On the 18th day of October Artimisia Babcock and I were married in the Milton Seventh Day Baptist Church after the church service, by Prs. W. C. Whitford. That winter we lived with her folks at Milton and hauled wood and hay to Janesville. The wood and hay I bought of [from] the farmers. In the spring of 1863 we moved on the Kenedy farm. I plowed 90 acres that fall before and had 100 and 10 acres of plow land and sowed it all to wheat and oats. I did all the work myself with one team. I would get up early and sow enough by hand before breakfast to keep me dragging all day.

Charley Kimball helped me one day with his team. I had 3 men to work all through harvest and threshed early in Sept. and sold my wheat for 68 cents per bushel.

The last of Sept. we moved to Milton and Edwin Babcock and I rented Father Babcock's store and stayed one year. In the fall of 1864 I rented father Kimball's farm and worked it one year. That summer went to Farina and bought 50 acres of land. 40 acres was broke and a small house was on it; 10 acres was timber. We moved down there the fall of 1865 and lived there 2 yrs. Then I traded my farm for 300 and 20 acres up near Westfield, Wis. and moved back to Clinton and I went to work on the R. R. Bridge one year and then I worked at carpenter work for 1 yr. Then I was sick 2 years.

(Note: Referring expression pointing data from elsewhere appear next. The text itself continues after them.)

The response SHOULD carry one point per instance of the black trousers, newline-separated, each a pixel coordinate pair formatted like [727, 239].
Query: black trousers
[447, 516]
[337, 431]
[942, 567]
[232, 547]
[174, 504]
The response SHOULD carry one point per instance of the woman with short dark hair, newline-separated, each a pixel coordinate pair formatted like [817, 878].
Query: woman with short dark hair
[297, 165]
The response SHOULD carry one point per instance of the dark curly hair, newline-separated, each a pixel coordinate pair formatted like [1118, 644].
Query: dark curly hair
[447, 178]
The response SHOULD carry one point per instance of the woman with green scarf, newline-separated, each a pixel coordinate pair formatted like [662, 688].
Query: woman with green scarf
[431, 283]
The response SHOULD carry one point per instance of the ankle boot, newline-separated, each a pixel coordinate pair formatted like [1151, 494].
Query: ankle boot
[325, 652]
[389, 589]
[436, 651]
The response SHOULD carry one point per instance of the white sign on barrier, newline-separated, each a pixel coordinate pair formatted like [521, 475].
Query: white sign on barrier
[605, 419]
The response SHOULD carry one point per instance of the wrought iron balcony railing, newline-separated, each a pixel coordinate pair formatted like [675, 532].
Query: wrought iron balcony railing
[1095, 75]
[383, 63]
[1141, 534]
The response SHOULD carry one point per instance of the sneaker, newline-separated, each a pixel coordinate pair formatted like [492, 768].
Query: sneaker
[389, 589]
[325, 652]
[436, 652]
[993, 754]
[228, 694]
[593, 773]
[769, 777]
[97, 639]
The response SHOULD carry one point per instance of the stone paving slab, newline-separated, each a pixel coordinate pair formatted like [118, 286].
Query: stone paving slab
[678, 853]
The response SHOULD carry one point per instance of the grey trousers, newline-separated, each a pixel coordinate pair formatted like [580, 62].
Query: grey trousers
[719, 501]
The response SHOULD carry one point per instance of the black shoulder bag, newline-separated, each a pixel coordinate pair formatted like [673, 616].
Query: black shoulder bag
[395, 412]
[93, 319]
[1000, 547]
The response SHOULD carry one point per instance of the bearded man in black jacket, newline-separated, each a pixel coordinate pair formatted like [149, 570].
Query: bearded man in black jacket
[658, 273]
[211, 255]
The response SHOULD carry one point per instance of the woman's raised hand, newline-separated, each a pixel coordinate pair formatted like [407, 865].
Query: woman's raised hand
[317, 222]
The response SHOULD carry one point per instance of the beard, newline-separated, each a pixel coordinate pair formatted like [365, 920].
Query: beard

It cost me all that I had saved. I had to sell my land to pay my debts.

My sickness came from an injury received several yrs. before when the team I was plowing with ran away, dragging me by the lines. An abscess came where the knot in the lines hurt my back, twice before, and this time I was in bed almost a year. The surgeon took out 2 pieces of my backbone. When I got able to walk, with 2 canes, I went to work selling eave troughs until time to collect taxes.

I was elected deputy sheriff for 1 yr. The next year I bought a well drill. I ran the drill 1 yr. at Clinton then moved to Milton as my work seemed to drift that way. I lived in Milton 2 yrs. Stillman Babcock and I bought another well drill that we ran over in Stoughton and Albion.